Time-Dependent Iterative Imputation for Multivariate Longitudinal Clinical Data

Omer Noy Ron Shamir
Blavatnik School of Computer Science, Tel-Aviv University, Israel

Missing data is a major challenge in various domains. In clinical research, electronic medical records often have a large amount of missing values in laboratory tests and vital signs. The missingness can lead to biased estimates and limit our ability to draw conclusions from the data. Additionally, many machine learning algorithms can only be applied to complete datasets. A common practice to deal with this problem is data imputation, the process of filling-in the missing values with substituted values. However, some of the popular imputation approaches perform poorly on clinical data.

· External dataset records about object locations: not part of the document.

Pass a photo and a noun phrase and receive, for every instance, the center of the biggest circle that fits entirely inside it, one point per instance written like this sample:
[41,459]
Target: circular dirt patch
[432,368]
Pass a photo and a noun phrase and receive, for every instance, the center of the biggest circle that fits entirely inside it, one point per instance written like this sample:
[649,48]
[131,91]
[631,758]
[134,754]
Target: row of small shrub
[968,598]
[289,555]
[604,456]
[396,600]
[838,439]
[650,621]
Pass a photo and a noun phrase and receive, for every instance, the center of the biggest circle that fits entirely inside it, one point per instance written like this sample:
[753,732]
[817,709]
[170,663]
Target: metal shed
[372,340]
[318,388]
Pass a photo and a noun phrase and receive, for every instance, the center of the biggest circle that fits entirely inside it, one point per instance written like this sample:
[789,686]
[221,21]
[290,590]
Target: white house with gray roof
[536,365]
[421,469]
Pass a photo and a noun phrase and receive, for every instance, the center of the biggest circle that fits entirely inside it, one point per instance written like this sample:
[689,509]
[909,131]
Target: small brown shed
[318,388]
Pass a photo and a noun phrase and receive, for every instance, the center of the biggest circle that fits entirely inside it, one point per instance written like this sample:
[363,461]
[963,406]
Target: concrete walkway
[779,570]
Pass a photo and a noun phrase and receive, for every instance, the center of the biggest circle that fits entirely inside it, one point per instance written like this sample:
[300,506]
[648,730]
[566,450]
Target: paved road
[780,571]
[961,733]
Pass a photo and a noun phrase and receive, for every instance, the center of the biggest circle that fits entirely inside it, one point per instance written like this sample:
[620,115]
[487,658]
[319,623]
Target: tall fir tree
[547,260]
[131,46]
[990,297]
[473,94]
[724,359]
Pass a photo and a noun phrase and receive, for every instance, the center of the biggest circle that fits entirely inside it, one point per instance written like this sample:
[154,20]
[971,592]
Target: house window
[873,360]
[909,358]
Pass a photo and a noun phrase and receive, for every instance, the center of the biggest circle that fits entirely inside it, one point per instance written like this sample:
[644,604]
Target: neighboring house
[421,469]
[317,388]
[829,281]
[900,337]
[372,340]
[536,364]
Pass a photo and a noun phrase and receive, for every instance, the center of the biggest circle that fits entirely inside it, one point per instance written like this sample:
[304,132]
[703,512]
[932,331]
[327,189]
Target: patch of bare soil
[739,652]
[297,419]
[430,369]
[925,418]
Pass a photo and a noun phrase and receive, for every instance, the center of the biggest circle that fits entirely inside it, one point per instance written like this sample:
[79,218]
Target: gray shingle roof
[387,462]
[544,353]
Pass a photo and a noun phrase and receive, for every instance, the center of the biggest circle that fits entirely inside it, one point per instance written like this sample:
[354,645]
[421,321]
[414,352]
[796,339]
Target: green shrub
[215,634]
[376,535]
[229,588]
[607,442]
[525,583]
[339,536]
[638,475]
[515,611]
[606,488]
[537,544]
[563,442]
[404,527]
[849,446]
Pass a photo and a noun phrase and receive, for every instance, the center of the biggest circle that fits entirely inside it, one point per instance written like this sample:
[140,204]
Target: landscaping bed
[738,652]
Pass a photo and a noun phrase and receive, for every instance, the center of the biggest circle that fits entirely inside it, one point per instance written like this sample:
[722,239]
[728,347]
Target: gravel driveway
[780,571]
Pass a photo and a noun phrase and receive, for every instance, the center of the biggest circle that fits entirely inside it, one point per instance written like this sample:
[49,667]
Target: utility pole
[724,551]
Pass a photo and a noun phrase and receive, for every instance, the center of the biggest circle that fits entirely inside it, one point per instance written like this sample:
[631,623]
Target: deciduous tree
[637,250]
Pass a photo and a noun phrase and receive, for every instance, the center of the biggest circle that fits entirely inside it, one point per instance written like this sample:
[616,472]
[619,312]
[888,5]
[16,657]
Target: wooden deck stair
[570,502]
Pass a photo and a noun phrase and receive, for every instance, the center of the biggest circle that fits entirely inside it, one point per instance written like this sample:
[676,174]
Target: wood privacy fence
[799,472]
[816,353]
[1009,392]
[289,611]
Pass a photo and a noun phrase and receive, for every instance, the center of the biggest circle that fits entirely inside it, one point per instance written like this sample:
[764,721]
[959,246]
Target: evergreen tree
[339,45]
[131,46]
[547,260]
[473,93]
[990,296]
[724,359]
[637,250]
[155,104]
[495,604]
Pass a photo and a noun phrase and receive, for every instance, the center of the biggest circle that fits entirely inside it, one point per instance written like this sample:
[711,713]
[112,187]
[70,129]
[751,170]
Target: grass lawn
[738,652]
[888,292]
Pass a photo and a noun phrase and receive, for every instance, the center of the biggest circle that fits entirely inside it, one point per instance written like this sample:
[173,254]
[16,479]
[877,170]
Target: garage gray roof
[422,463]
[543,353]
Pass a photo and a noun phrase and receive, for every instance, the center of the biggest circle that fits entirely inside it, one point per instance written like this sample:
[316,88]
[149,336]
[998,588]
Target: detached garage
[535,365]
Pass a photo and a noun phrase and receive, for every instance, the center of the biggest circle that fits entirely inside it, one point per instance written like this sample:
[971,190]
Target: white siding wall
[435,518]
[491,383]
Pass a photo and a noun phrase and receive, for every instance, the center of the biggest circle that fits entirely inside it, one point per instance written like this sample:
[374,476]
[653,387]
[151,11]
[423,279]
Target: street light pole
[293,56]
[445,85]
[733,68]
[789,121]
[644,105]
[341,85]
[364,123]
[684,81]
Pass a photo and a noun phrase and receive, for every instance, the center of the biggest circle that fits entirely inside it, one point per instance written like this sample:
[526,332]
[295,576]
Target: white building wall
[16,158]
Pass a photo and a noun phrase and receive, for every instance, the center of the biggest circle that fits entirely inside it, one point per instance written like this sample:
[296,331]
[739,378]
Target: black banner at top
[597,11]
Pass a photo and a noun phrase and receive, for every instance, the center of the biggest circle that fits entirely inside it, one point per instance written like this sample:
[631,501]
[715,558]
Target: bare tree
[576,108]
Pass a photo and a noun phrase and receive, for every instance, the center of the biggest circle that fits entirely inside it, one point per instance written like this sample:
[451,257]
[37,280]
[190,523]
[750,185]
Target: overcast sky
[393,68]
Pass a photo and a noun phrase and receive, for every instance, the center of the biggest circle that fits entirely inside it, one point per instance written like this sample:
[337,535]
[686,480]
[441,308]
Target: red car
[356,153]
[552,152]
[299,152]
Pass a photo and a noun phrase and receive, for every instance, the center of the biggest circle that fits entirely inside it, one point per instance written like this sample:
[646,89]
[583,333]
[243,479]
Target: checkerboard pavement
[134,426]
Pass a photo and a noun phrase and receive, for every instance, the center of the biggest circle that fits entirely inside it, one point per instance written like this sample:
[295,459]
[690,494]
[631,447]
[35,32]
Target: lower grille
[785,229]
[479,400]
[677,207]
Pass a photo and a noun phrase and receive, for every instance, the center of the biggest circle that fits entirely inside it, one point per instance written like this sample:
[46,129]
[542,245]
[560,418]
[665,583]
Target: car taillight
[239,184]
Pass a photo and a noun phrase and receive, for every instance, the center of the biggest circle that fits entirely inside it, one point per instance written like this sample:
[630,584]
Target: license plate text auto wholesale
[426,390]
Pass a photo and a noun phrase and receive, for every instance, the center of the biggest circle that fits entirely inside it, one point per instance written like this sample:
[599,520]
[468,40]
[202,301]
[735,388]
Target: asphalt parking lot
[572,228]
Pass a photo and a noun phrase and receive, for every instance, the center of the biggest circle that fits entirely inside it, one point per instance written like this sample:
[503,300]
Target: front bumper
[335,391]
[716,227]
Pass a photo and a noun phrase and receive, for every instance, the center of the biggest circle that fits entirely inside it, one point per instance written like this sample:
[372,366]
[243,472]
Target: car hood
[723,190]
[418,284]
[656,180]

We developed a simple new approach, Time-Dependent Iterative (TDI) imputation, that offers a practical solution for imputing individualized time-series data. It addresses both multivariate and longitudinal data, by integrating forward-filling and Iterative Imputer, a version of the MICE algorithm. The integration employs a patient, variable, and observation-specific dynamic weighting strategy, based on the clinical patterns of the data, including missing rates and measurement frequency. We evaluated its performance by randomly masking values in clinical datasets, imputing them, and comparing the imputed values to the ground truth values. When applied to a cohort of 45,000 patients from MIMIC III, our approach outperformed state-of-the-art imputation methods for 14 out of 16 clinical variables, with an overall root-mean-squared-error of 13.83, compared to 16.18 for MissForest, the second best method. Similar results were achieved on three Israeli datasets of COVID-19 inpatients. Importantly, tests on these datasets also demonstrated that TDI imputation can lead to improved risk prediction.